I hung up wondering why they didn't think about the bottom of the lake. She's had a try at about everything else except jumping out a high window. What was the word? Self-defenestration. Out the window I must go, I must go, I must go...

 

 

Then some fragment of old knowledge began to nudge at the back of my mind. After I had the eleven o'clock news on the television, I couldn't pay attention because I was too busy roaming around the room trying to unearth what was trying to attract my attention.

 

 

Then a name surfaced, along with a man's sallow face, bitter mouth, knowing eyes. Harry Simmons. A long talk, long ago, after a friend of a friend had died. He'd added a large chunk onto an existing insurance policy about five months before they found him afloat, face-down, in Biscayne Bay.

 

 

I sat on the bed and slowly reconstructed the pattern of part of his conversation. My thought about the lake and the high window had opened a small door to an old memory.

 

 

"With the jumpers and the drowners, McGee, you don't pick up a pattern. That's because a jumper damned near always makes it the first time, and a drowner is usually almost as successful, about the same rate as hangers. They get cut down maybe as rarely as the drowners get pulled out. So the patterns mostly come from the bleeders and the pill-takers and the shooters. Funny how many people survive a self-shooting. But if they don't destroy a chunk of their brain, they get a chance at a second try. Like the bleeders cut themselves again, and the pill-takers keep trying. It's always patterns. Never change.

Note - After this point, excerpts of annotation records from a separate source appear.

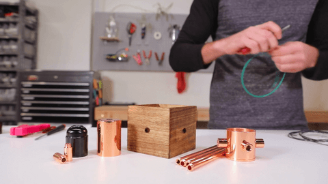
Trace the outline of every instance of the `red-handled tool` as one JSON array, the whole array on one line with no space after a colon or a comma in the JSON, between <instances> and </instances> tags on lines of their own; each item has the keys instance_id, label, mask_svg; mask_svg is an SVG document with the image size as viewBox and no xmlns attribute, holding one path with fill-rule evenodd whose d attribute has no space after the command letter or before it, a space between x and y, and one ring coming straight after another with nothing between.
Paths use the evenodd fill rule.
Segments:
<instances>
[{"instance_id":1,"label":"red-handled tool","mask_svg":"<svg viewBox=\"0 0 328 184\"><path fill-rule=\"evenodd\" d=\"M131 22L128 23L128 26L126 27L126 31L128 31L128 45L129 46L131 46L132 35L135 32L136 29L137 29L137 26L135 24L133 24Z\"/></svg>"},{"instance_id":2,"label":"red-handled tool","mask_svg":"<svg viewBox=\"0 0 328 184\"><path fill-rule=\"evenodd\" d=\"M286 31L286 29L288 29L290 27L290 25L288 25L288 26L284 27L283 29L282 29L282 33L284 33L284 31ZM243 55L248 55L251 52L251 49L248 47L245 47L245 48L243 48L241 49L238 52L241 52Z\"/></svg>"}]
</instances>

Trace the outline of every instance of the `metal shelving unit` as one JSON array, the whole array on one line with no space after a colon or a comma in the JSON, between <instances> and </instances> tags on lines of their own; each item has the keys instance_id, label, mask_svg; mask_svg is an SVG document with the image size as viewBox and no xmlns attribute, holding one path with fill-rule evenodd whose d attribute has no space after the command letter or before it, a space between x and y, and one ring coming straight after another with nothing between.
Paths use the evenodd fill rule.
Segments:
<instances>
[{"instance_id":1,"label":"metal shelving unit","mask_svg":"<svg viewBox=\"0 0 328 184\"><path fill-rule=\"evenodd\" d=\"M38 10L25 0L0 2L0 121L4 125L18 121L19 72L36 67L38 19Z\"/></svg>"}]
</instances>

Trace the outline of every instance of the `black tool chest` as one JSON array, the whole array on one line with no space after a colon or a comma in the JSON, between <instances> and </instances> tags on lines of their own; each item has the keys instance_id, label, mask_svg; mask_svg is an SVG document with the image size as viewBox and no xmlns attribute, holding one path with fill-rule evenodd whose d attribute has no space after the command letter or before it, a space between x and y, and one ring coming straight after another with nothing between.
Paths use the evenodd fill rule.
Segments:
<instances>
[{"instance_id":1,"label":"black tool chest","mask_svg":"<svg viewBox=\"0 0 328 184\"><path fill-rule=\"evenodd\" d=\"M91 124L92 81L93 72L22 72L19 122Z\"/></svg>"}]
</instances>

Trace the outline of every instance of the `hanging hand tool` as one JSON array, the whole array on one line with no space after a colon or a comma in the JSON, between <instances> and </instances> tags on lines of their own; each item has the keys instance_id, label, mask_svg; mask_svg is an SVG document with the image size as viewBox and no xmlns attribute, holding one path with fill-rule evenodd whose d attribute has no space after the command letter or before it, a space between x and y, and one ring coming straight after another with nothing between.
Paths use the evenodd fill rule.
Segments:
<instances>
[{"instance_id":1,"label":"hanging hand tool","mask_svg":"<svg viewBox=\"0 0 328 184\"><path fill-rule=\"evenodd\" d=\"M164 55L165 54L165 52L162 53L162 57L161 57L161 60L160 60L159 58L159 55L157 55L157 52L155 52L156 60L157 60L159 61L159 65L161 65L162 63L163 63L163 61L164 60Z\"/></svg>"},{"instance_id":2,"label":"hanging hand tool","mask_svg":"<svg viewBox=\"0 0 328 184\"><path fill-rule=\"evenodd\" d=\"M140 56L140 50L138 50L137 51L137 55L133 55L132 57L135 60L135 61L137 61L137 63L138 63L138 65L142 65L141 57Z\"/></svg>"},{"instance_id":3,"label":"hanging hand tool","mask_svg":"<svg viewBox=\"0 0 328 184\"><path fill-rule=\"evenodd\" d=\"M44 135L43 135L43 136L41 136L36 138L35 140L38 140L38 139L40 139L40 138L42 138L42 137L43 137L43 136L50 136L50 135L51 135L51 134L54 134L54 133L56 133L56 132L59 132L59 131L61 131L61 130L63 130L63 129L65 129L65 127L66 127L66 125L65 125L65 124L63 124L63 125L59 125L59 126L57 127L55 129L49 131L49 132L48 133L46 133L46 134L44 134Z\"/></svg>"},{"instance_id":4,"label":"hanging hand tool","mask_svg":"<svg viewBox=\"0 0 328 184\"><path fill-rule=\"evenodd\" d=\"M288 28L290 27L290 25L288 25L283 29L282 29L282 33L284 33L284 31L288 29ZM251 52L251 49L248 47L243 48L241 49L238 52L241 52L243 55L248 55Z\"/></svg>"},{"instance_id":5,"label":"hanging hand tool","mask_svg":"<svg viewBox=\"0 0 328 184\"><path fill-rule=\"evenodd\" d=\"M172 40L172 44L178 39L180 33L180 27L178 25L170 26L168 29L169 31L169 37Z\"/></svg>"},{"instance_id":6,"label":"hanging hand tool","mask_svg":"<svg viewBox=\"0 0 328 184\"><path fill-rule=\"evenodd\" d=\"M142 24L141 25L141 39L144 40L145 39L146 37L146 25Z\"/></svg>"},{"instance_id":7,"label":"hanging hand tool","mask_svg":"<svg viewBox=\"0 0 328 184\"><path fill-rule=\"evenodd\" d=\"M133 24L133 22L130 22L128 23L128 26L126 27L126 31L128 31L128 45L131 46L131 40L132 40L132 35L135 32L137 29L137 26Z\"/></svg>"},{"instance_id":8,"label":"hanging hand tool","mask_svg":"<svg viewBox=\"0 0 328 184\"><path fill-rule=\"evenodd\" d=\"M148 57L147 57L146 55L145 50L142 50L142 53L144 54L144 57L145 58L145 62L147 65L150 64L150 57L152 57L152 50L150 50L150 51L149 51Z\"/></svg>"}]
</instances>

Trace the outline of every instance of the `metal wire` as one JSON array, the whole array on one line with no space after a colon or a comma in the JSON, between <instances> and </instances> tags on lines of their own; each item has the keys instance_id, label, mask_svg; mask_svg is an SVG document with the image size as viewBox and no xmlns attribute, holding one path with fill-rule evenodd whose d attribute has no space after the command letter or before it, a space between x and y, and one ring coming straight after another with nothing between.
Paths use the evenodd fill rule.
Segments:
<instances>
[{"instance_id":1,"label":"metal wire","mask_svg":"<svg viewBox=\"0 0 328 184\"><path fill-rule=\"evenodd\" d=\"M323 144L325 146L328 146L328 138L312 138L307 136L307 134L309 133L316 133L317 134L316 136L324 136L326 135L328 136L328 132L325 131L320 131L320 130L300 130L297 132L292 132L288 134L288 137L302 140L302 141L309 141L313 142L319 144ZM299 137L297 137L299 136ZM325 143L326 142L326 143Z\"/></svg>"}]
</instances>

They pick the way that they want to go and keep after it until they make it. A pill-taker doesn't turn into a jumper, and a drowner won't shoot himself. Like they've got one picture of dying and that's it and there's no other way of going."

 

 

All right, then say that Harry Simmons might probably admit a very rare exception. But Maurie Pearson Pike had opted for the pills, the razor, and the rope. Three methods.

 

 

I felt a prickling of the flesh on the backs of my hands. But it was a clumsy fit, no matter how you looked at it. The suffering husband making a narrow save each time. Or the kid sister? Was there a third party who could get close enough to Maurie?

 

 

What about motive? The big ones are love and money. The estate was "substantial." What are the terms? Check it out through soft-voiced D. Wintin Hardahee. And noble suffering Tommy had made the discreet pass at Freckle-Girl. So on top of that we have a dead family physician labeled suicide, and he had treated Maureen, and does that make any sense or any fit? Penny believed with all her sturdy heart that Dr. Stewart Sherman could not have killed himself.